Back documented the incident in a photograph for the study. In the image, a package of cigarettes lies open on a table next to a scattered handful of coins.
“It’s not an everyday thing for me to choose between food and a pack of cigarettes, but I know for so many people in eastern Kentucky, it is,” Back said.
A Voice’s Value
The Photovoice project wasn’t the only part of Mountain Air to use alternative research methods. The researchers collaborated with a community advisory board made up of east Kentucky residents to make sure local people’s perspectives were taken into account.
Roy Silver is a professor at Southeast Kentucky Community and Technical College, and he served as the chair of the advisory board. “Frequently, when researchers want to research what’s going on here in the mountains, they don’t work with the local people to figure out what are the best ways to do that, and also how to take that research and make it of use to people locally to improve the quality of life.”
One day in 2014 when researchers and community members were gathered together on someone’s porch, they stumbled upon a novel approach to collecting and analyzing: Hollers.
Those narrow valleys, with their central streams and single-access roads, define the mountain way of organizing communities.
“Wouldn’t you think, if you’re concerned about environmental exposures, that the people who all live in the same holler would have pretty much the same exposure?
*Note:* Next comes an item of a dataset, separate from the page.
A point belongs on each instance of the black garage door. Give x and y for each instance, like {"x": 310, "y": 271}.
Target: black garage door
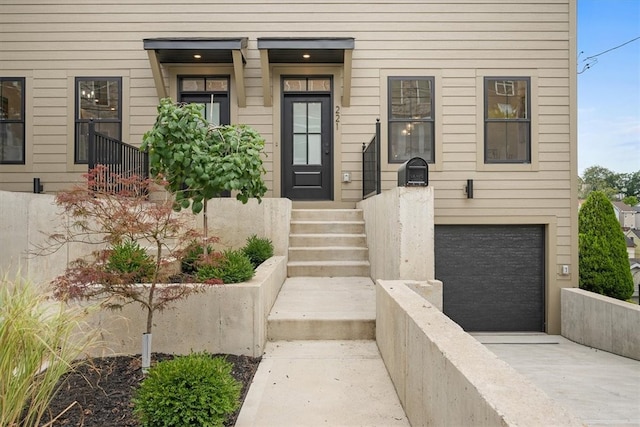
{"x": 492, "y": 276}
And that’s just us talking as hillbillies,” researcher May said.
Back at the University of Kentucky, Christian took the idea and found that where county-level environmental health averages may obscure variations of exposures, hollers corresponded neatly with federally recognized 14-digit hydrologic unit codes – that is, small segments of creeks and streams that all lead into the same body of water.
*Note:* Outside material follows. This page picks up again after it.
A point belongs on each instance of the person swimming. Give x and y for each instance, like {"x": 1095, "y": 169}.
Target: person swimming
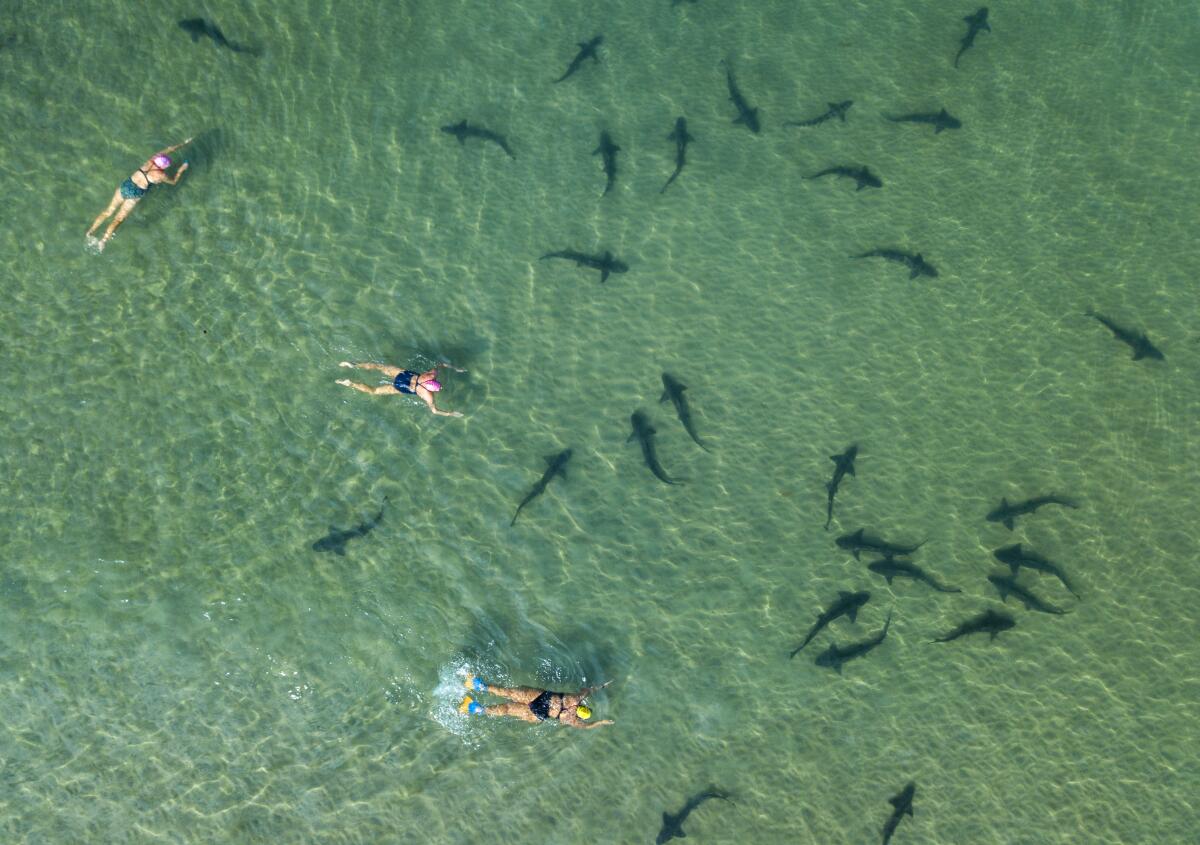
{"x": 138, "y": 184}
{"x": 409, "y": 382}
{"x": 533, "y": 705}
“They tend to be formed around these little valleys and areas with little creeks running down them, which is why they line up so well with hollers,” Christian said.
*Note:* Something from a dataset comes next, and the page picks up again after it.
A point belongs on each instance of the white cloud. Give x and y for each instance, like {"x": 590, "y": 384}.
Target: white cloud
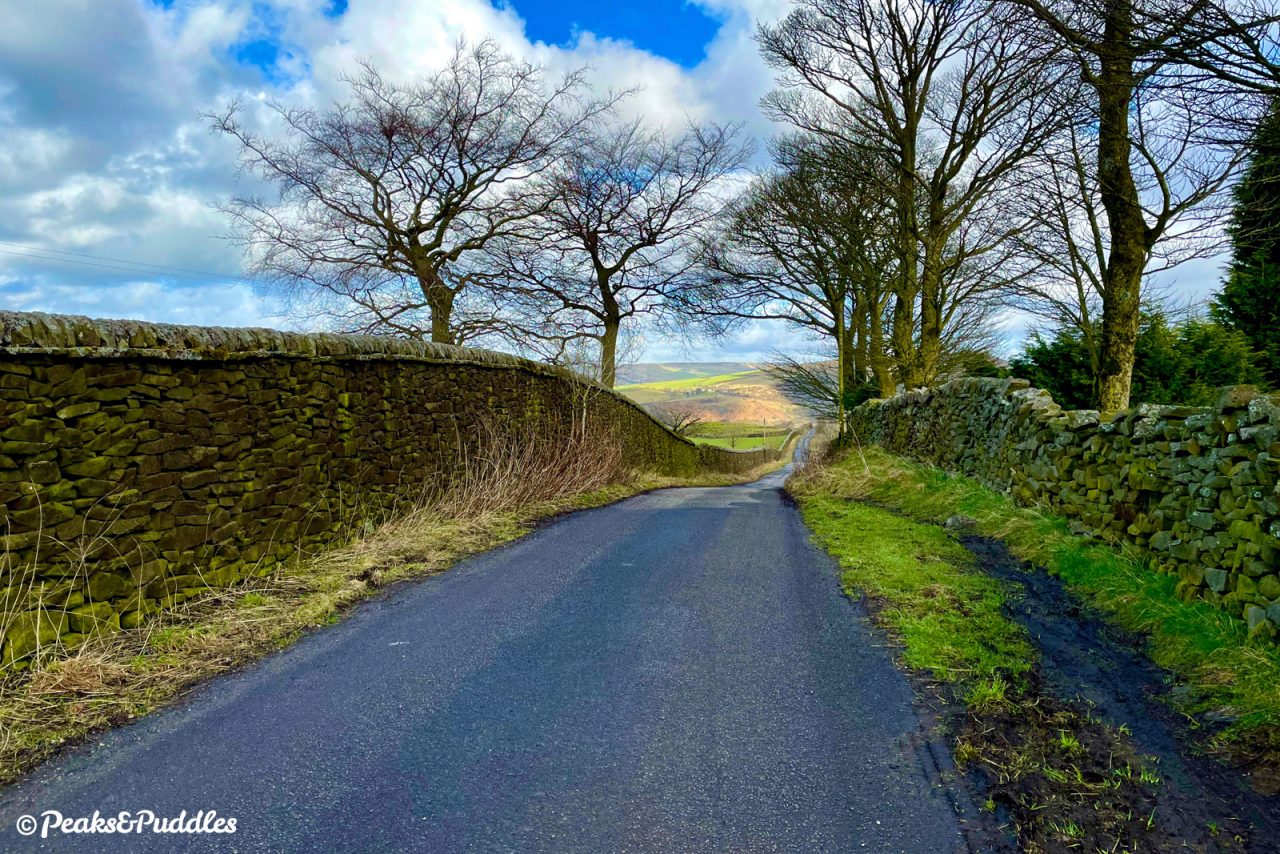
{"x": 103, "y": 150}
May said innovations like that, coupled with the community involvement, meant that the project “helps us dig down into how people really live.”
The community advisory board also suggested including local young people in the research.
Although the Mountain Air project considered Photovoice an “exploratory study,” students identified factors contributing to poor air quality that the researchers might not otherwise have considered. Students photographed citronella candles, moldy showers, dusty air vents and heavy pollen. Those factors are unlikely to be significant contributors to eastern Kentucky’s higher rates of lung disease, Cardarelli said, but the researchers may include at least some of them in a second iteration of its household survey.
“My colleagues and I were so impressed with the youth participants from Letcher County,” Cardarelli said. She hopes to involve youth in the next Mountain Air project, and is already working to involve young people in some data collection. “They clearly have a role in the future to make their communities better.”
The project brought lasting value to participant Back. “I don’t think there’s a lot of young people to talk about things like our environment,” she said. “You don’t have a class in high school to teach you to speak up about things like this.”
Now a freshman at Georgetown College in central Kentucky, Back hopes one day to move home to help the community move forward. “I feel like I have a greater appreciation for using my voice as a young person, because people will listen to you, and people will take your ideas and your perspectives into account.”
The youth Photovoice study was published in October in the International Journal of Environmental Research and Public Health. An article on the novel use of hollers for conducting epidemiological research will be published this month in the Journal of Progress in Community Health Partnerships. The full epidemiological study is forthcoming.